Le nouveau monde commence ici, en résistant à la violence. Je pense à nos frères et sœurs à Kiev, à Kharchiv, à Lviv, à Ivano Frankivsk. Ils continuent à aider, à venir en aide aux plus faibles, trouvant, même en ces heures très difficiles, dans cet amour, dans le lavement des pieds, la force intérieure et la victoire sur les peurs. Je pense aux nombreuses femmes qui, dans la Passion que nous découvrirons, sont toujours plus proches du Seigneur Jésus que les hommes.

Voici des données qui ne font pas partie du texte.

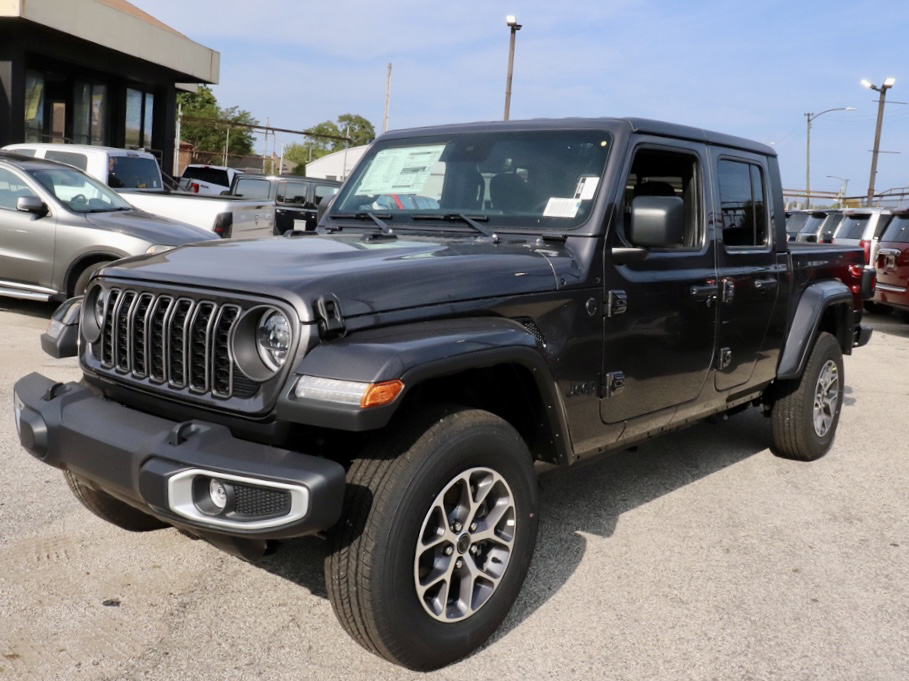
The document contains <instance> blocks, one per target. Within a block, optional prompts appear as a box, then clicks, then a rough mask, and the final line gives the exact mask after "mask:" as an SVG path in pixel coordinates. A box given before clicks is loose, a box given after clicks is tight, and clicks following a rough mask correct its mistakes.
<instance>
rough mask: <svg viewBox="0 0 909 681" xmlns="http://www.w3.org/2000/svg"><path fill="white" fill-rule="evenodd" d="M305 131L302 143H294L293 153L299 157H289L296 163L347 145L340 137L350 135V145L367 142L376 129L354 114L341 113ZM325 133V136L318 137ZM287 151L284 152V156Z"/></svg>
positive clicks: (370, 124) (310, 160)
mask: <svg viewBox="0 0 909 681" xmlns="http://www.w3.org/2000/svg"><path fill="white" fill-rule="evenodd" d="M307 132H309V133H312V134H310V135H307V137H306V141H305V142H303V144H295V145H293V146H294V147H296V149H295V150H294V153H295V154H299V158H297V157H291V160H292V161H295V162H297V163H307V162H309V161H312V160H313V159H316V158H321V157H322V156H325V155H326V154H330V153H333V152H335V151H341V150H342V149H344V147H346V146H347V142H346V141H345V140H343V139H340V138H342V137H350V146H352V147H358V146H360V145H363V144H369V143H370V142H372V141H373V140H374V139H375V138H376V130H375V128H374V127H373V125H372V123H370V122H369V121H368V120H366V119H365V118H363V117H362V116H358V115H356V114H343V115H341V116H338V120H337V122H334V121H322V122H321V123H319V124H317V125H314V126H312V127H311V128H310V129H309V130H308V131H307ZM320 135H327V137H320ZM288 156H289V152H288V153H285V158H287V157H288Z"/></svg>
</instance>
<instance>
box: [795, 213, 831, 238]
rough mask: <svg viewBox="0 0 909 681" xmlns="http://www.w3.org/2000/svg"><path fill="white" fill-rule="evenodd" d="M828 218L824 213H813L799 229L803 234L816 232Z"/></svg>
mask: <svg viewBox="0 0 909 681" xmlns="http://www.w3.org/2000/svg"><path fill="white" fill-rule="evenodd" d="M826 219H827V216H826V215H825V214H824V213H812V214H811V215H809V216H808V219H807V220H805V224H804V225H803V226H802V228H801V229H800V230H799V233H801V234H814V233H816V232H817V230H818V229H819V228H820V226H821V223H822V222H824V220H826Z"/></svg>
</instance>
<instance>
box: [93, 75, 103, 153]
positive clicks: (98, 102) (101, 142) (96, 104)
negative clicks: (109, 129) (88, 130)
mask: <svg viewBox="0 0 909 681" xmlns="http://www.w3.org/2000/svg"><path fill="white" fill-rule="evenodd" d="M91 143H92V144H107V86H106V85H92V142H91Z"/></svg>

Abandonnons-nous, comme Pierre, à Jésus. Ne nous abandonnons pas, comme Judas l'a fait tragiquement, au mal, croyant qu'il ne pouvait pas être sauvé. Mais même en pensant à Judas, dont Dieu a lavé les pieds, il me vient à l'esprit la prière sur la croix, qui peut-être le concerne aussi : Père, pardonne-leur car ils ne savent pas ce qu'ils font. Jésus nous lave les pieds, parce qu'en nous lava,t, il nous donne un sens, une mission, et il sait qu'en cette Pâques exceptionnelle, parce que c'est une Pâques exceptionnelle, nous allons comprendre.

Comprends-tu ce que j'ai fait pour toi ? Vous m'appelez Maître et Seigneur et vous avez raison, car je le suis. Ainsi, si moi, le Seigneur et le Maître, je vous ai lavé les pieds, vous devez aussi vous laver les pieds les uns aux autres. Et je vous ai donné un exemple, afin que vous fassiez vous aussi ce que je vous ai fait.

Faire ce que Jésus a fait. Bien sûr, nous sommes effrayés par la perspective de la souffrance de l'amour, qui peut même conduire à la mort, mais faire ce que Jésus a fait, partir des pieds des autres et se laisser pardonner, aimer et soigner par Jésus et nos frères et sœurs, est le début du salut. C'est un exercice qu'à partir du Jeudi Saint, nous pouvons faire chaque jour. Ce sont des gestes sacrés, même s'ils sont humbles, comme est sacré le corps vivant du Seigneur, que nous allons vénérer en silence cette nuit. Un corps totalement offert, dans lequel il n'y a pas une seule goutte, pas une trace de péché ou de mal.

C'est un pain qui nourrira le désir du royaume de Dieu et qui fera place au royaume de Dieu s'il nous trouve, à partir de ce repas avec le Seigneur, disposés à l'imiter et à faire comme lui.

Il est symbolique, le lavement que nous allons maintenant effectuer est l'autel. Le lavement et l'autel sont proches et autour de cet autel, il y a des mères, des enfants, des personnes fragiles, des réfugiés de Syrie, d'Érythrée, des personnes âgées, des pauvres. Douze personnes recevront le signe du monde nouveau dont Jésus nous rend héritiers, non pas comme des serviteurs mais comme des amis.

Demandons au Seigneur que notre vie, que la vie de l'Eglise, que la vie du monde renaissent d'ici et de ce grand mystère d'amour, de mort mais aussi de résurrection. Amen.